Cash | Accounts Receivable | Inventory | ||||||||
Supplies | Equipment | Accumulated Depreciation | ||||||||
Accounts Payable | Wages Payable | |||||||||
Common Stock | Retained Earnings | |||||||||
Sales Revenue | Cost of Goods Sold | Wage Expense | ||||||||
Supplies Expense | Depreciation Expense | Other Expenses | ||||||||
Write the journal entries for the transactions below. Some of these transactions are unchanged from Worksheet 1 scenario. Use your work there as a resource.
Inventory Merchandise was purchased on account during the year for $480,000. Because they are selling merchandise, they must purchase it before they sell the product. Inventory is any item purchased with the intent to resell it. Items purchased to be used in the day to day operation of the business (not resold to customers) are classified as Supplies, if they will be used in the short term—one year or less, and Equipment if it will be used over multiple years.
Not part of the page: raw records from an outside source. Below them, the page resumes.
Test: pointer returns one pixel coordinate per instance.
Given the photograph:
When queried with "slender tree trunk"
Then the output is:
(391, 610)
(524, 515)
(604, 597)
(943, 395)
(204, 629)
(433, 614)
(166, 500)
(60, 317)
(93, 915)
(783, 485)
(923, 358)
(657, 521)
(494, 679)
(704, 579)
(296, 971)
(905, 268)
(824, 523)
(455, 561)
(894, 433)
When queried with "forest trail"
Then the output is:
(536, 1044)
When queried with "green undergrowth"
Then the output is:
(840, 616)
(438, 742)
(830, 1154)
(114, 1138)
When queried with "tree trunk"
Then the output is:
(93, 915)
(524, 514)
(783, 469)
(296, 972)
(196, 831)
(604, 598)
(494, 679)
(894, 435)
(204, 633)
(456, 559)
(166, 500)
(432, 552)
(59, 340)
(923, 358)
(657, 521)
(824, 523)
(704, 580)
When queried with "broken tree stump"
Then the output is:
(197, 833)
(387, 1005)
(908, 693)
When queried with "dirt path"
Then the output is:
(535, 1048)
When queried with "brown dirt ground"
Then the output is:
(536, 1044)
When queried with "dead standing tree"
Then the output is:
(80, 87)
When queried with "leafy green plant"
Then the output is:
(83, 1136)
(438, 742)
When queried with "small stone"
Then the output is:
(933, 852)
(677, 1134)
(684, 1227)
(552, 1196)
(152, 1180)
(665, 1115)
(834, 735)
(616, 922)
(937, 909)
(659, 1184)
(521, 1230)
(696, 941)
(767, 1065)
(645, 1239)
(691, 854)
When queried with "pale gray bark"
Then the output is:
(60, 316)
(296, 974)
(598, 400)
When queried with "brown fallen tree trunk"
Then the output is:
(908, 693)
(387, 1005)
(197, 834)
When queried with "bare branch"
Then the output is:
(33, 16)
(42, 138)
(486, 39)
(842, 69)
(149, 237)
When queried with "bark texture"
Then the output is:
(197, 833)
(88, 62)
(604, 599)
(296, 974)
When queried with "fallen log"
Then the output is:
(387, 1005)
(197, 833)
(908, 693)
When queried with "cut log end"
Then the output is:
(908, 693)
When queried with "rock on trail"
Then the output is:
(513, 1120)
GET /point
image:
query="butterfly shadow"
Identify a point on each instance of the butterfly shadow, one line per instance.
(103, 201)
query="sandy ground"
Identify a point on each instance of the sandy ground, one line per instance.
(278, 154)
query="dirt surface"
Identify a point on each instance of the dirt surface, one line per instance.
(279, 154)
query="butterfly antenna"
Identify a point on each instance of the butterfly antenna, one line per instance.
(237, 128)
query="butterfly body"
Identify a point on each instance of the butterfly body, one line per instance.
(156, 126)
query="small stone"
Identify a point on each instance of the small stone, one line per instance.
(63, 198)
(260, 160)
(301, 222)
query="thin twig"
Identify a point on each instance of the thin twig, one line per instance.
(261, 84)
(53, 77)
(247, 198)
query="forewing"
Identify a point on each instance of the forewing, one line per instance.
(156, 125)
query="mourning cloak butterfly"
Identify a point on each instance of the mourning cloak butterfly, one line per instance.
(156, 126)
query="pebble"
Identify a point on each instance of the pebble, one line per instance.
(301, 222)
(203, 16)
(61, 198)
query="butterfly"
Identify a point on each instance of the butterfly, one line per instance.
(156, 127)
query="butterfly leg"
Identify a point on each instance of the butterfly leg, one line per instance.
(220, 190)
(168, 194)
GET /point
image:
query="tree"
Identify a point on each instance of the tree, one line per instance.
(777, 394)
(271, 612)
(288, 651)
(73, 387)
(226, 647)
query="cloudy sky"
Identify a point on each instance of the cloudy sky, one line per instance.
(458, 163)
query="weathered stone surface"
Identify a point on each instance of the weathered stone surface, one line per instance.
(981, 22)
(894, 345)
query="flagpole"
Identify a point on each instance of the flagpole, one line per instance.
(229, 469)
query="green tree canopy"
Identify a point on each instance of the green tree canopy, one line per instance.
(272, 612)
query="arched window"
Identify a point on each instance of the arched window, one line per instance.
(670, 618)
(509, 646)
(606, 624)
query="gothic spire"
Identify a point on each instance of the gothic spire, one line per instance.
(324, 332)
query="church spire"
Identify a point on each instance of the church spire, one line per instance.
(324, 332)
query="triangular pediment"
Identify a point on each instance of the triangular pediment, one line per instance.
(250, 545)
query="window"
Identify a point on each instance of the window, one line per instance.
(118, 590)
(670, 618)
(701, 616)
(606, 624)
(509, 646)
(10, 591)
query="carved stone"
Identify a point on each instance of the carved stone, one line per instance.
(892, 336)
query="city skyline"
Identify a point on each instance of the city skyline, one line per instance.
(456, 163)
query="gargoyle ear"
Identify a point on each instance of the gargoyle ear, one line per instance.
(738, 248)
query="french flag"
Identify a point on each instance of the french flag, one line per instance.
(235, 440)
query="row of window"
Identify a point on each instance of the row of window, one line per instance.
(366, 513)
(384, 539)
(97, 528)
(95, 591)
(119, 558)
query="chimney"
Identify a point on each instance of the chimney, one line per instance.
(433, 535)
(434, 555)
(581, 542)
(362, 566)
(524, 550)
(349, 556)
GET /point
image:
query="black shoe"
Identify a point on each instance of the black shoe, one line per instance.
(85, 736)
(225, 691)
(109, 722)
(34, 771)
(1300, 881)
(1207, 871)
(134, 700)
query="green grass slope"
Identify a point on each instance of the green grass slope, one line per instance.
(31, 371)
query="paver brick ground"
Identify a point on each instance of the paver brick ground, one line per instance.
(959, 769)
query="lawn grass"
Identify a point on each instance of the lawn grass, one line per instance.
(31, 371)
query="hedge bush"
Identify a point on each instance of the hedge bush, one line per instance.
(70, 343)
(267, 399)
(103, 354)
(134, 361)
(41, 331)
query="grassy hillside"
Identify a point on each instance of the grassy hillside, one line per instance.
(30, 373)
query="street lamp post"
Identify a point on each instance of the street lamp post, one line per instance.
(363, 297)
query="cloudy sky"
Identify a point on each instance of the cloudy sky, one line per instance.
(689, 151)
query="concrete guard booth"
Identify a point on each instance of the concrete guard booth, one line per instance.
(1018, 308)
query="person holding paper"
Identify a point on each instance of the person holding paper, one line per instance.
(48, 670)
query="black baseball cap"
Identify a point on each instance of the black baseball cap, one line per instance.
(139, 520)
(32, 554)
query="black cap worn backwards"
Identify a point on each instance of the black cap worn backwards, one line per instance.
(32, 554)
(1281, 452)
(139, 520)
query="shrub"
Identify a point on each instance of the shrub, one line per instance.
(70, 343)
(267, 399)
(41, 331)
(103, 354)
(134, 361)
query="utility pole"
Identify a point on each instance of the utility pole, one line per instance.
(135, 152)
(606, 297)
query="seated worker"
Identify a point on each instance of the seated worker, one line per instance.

The company sold $500,000 of merchandise inventory for $840,000 to customers on account. Write 2 journal entries—1 to recognize the revenue—1 to recognize the expense. Because the company is a merchandiser, they now have Cost of Goods Sold as an expense.
Supplies in the amount of $18,000 were purchased during the year. Supplies ae different than inventory as supplies represent items the company intends to use within the business while inventory are items the company intends to resell.
Cash was collected from customers on account in the amount of $848,000 during the year.
Wholesale Workers Company paid their employees $125,000 for work performed during the year. The amount paid to employees has been reduced from the Scenario in Worksheet 1 to represent the fewer employees utilized by merchandising companies than service companies. Of the $125,000, $1,600 of the payment relates to work performed in the previous year. (Wages Payable).
Other operating expenses in the amount of $155,000 were incurred on account during the year.
Payments on account where made during the year totally $660,000. This amount has increased from the Scenario in Worksheet 1 because merchandising companies pay their suppliers for inventory purchased. Service companies do not.
An adjusting entry was made at year end, March 31, 2017 to recognize depreciation expense in the amount of $26,000.
An adjusting entry was made at year end to recognize $14,000 of supplies used.
A year end adjustment was made to accrue $2,200 of unpaid wages.
Determine the “ending” balances for Wholesale Workers Company as of March 31, 2017.